Tuesday, June 26th, 2012
Interesting ZH article
On The Verge Of A Historic Inversion In Shadow Banking
This is an interesting article which details something I’ve been curious about – a correlation between what I’d term the shadow money supply and FED action. I’m wondering if this analysis is correct – the FED buys up what I’d term a hard asset, say for example a mortgage backed security (a mortgage basically) from a bank or investment firm. Now normally if this type of transaction were occurring entirely in the private sector, when a bank purchases an asset like this, they would then go out and buy an insurance policy on the asset (a CDS?). The company (say AIG?) that sells the policy doesn’t need collateral (deposits) to cover a loss on the policy. So in effect, money is printed – the bank owns an asset with little risk of loss, meaning they can continue to invest (risk) the value of the asset in other areas, and AIG simply sits back and preys nothing goes wrong.
Looking back at the FED scenario, if the FED buys the asset no insurance policy will be issued so the value of the asset will not be reinvested back into the markets. Within the private sector this set of transactions creates money, but when the FED gets involved net new money creation is ~zero.
If this is all basically correct, then for every dollar the FED prints to buy assets like MBS, an equal amount of money is removed from the money supply – resulting in a net zero change. Hence, no inflation.
One thing in the article isn’t clear to me -
Said inflation buffer, however, is getting smaller and smaller every quarter, and at this rate, shadow banking as a transformational conduit will completely disappear in a few short years, at which point everything will be in the hands of fickle depositors.
Why is this assumption made? Once things begin to calm down, wouldn’t the investment banks of the world, and the AIGs, go risk-on again? Has something changed that prevents them from doing so? The SBN graph in the ZH article appears to reflect a bottoming process is taking place, so at some point an increase in money printing through non-deposit backed credit will resume. But maybe I’m missing something that will prevent that.

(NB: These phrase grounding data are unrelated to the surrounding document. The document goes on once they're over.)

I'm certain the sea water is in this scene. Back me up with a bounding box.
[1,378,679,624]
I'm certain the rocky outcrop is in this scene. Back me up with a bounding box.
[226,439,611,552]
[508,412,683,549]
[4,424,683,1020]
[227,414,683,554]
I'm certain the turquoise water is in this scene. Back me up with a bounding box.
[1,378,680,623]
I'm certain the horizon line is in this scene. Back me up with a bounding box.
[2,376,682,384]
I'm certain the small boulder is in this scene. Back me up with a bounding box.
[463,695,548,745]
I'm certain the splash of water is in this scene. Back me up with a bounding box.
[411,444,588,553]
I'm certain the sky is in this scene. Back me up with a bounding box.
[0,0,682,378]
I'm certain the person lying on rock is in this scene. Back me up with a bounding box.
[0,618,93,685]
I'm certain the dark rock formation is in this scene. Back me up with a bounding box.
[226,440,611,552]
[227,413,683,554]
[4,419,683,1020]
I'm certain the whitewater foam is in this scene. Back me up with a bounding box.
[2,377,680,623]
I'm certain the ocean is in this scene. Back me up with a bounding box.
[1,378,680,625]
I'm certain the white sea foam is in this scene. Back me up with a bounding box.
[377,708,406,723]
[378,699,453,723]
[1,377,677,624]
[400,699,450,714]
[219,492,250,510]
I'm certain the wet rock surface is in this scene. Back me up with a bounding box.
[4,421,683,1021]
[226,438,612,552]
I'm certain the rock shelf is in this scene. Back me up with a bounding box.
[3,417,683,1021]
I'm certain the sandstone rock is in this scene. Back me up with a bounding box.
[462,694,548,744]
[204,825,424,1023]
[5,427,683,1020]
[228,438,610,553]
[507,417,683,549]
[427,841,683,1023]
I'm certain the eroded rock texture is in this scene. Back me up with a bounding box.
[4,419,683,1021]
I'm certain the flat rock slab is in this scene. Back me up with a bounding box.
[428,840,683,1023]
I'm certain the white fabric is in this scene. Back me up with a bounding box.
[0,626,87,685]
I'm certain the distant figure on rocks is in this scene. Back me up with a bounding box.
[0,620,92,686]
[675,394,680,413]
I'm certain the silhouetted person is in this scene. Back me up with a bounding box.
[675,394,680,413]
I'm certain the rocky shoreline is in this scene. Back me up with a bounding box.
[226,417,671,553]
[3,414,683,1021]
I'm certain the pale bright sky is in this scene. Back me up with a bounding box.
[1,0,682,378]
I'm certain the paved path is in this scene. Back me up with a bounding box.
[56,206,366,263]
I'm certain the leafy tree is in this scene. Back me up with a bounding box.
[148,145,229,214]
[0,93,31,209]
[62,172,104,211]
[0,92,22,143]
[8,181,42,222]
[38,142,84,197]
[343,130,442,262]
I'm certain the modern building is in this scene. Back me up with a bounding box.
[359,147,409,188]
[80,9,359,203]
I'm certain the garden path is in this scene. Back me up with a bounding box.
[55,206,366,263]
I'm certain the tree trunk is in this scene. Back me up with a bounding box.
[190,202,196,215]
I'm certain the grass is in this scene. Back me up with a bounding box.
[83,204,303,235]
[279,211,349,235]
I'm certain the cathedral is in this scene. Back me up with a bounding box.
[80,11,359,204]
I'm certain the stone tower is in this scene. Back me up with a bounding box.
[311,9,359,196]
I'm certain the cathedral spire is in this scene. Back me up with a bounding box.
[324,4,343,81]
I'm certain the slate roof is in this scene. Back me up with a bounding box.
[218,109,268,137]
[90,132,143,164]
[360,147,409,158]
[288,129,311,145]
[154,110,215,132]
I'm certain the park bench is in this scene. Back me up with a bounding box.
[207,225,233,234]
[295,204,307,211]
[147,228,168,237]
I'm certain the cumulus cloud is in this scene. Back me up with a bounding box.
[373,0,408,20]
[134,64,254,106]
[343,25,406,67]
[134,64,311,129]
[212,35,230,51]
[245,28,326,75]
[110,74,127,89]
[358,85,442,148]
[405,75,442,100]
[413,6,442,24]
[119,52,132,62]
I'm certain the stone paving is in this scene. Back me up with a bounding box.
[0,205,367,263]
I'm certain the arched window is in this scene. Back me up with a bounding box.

Overall what this seems to indicate is that the FED’s QE initiatives were doomed to fail from the start.
One other thought, due to the inherent money printing in these types of transaction isn’t there an inflationary risk tied to the FED unwinding its portfolio by selling assets back into the private sector? If the FED really wants to create inflation, shouldn’t it start selling assets now while we are still experiencing deflationary headwinds, or does the FED want to keep all that money printing potential out of the markets? Also, wouldn’t waiting to unwind ultimately exacerbate future inflationary forces? Overall current FED policy seems rather flawed to me.
addendum: In thinking about this a bit more, if the bank sells the asset to the FED, it receives newly minted money in return, which it can then invest. So maybe the insurance portion isn’t needed to print and the net creation of money is still positive?